Towards Memory Efficient RAG Pipelines with CXL Technology
Various stages in the RAG pipeline of AI Inference involve large amounts of data being processed. Specifically, the preparation of data to create vector embeddings and the subsequent insertion into a Vector DB requires a large amount of transient memory consumption. Furthermore, the search phase of a RAG pipeline, depending on the sizes of the index trees, parallel queries, etc. also result in an increased memory consumption. We observe that the peak memory consumption is dependent on the load the RAG pipeline is under; whether the vectors are being inserted or updated and other such transient dynamic behaviors. Thus, we find that having local memory attached to meet the peak memory consumption is inefficient.
To improve the efficiency of RAG pipeline under the scenarios described, we propose the use of CXL based memory to meet the high memory challenges while reducing the statically provisioned local memory. In specific, we explore two approaches: 1.) CXL Memory Pooling: Provisioning memory based on dynamic and transient needs to reduce locally attached memory costs. 2.) CXL Memory Tiering: Using cheaper and larger capacity memory to reduce locally attached memory costs. We explore the current state of open-source infrastructure to support both solutions, and show that these solutions can result in significant DRAM cost saving for a minimal tradeoff in performance. Additionally, we comment on potential gaps in open source infrastructure and discuss potential ideas to bridge these gaps going forward.
Can SDXI work with NVMe?
SDXI is an emerging standard for a memory data movement and acceleration interface. NVMe is an industry leading storage access protocol.

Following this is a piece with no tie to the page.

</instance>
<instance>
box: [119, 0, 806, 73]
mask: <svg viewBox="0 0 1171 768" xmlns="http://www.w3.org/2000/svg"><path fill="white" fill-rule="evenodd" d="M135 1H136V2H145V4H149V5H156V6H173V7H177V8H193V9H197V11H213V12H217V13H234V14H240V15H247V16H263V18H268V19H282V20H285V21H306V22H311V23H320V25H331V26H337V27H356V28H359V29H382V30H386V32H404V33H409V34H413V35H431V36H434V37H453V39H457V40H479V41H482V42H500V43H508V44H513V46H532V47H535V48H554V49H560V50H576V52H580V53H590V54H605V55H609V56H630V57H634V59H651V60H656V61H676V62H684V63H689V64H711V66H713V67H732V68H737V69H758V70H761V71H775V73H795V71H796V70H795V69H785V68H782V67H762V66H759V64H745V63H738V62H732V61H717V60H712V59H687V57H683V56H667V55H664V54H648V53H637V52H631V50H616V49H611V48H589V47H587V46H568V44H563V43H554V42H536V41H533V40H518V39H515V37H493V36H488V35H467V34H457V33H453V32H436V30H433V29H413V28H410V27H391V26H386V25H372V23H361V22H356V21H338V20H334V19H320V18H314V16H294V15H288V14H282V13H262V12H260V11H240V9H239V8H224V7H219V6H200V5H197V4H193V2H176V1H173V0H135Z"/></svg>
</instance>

Memory transfers are integral to storage access, including NVMe.Data is transferred by DMA from host memory to device memory or from device memory to host memory. With SDXI as the data mover, data movement is standardized and new transformation (compute) capabilities are enabled. Transparent memory data movement within and across storage nodes remains an active area of optimization for NVM subsystems. Leveraging SDXI as an industry standard technology within and across storage nodes for memory data movement and transformation is prudent and necessary for storage OEMs. The SNIA SDXI + CS subgroup will present standardizing data movement within NVMe, leveraging SDXI transformations to manipulate data in-flight, and an example flow for transparent data movement across storage nodes.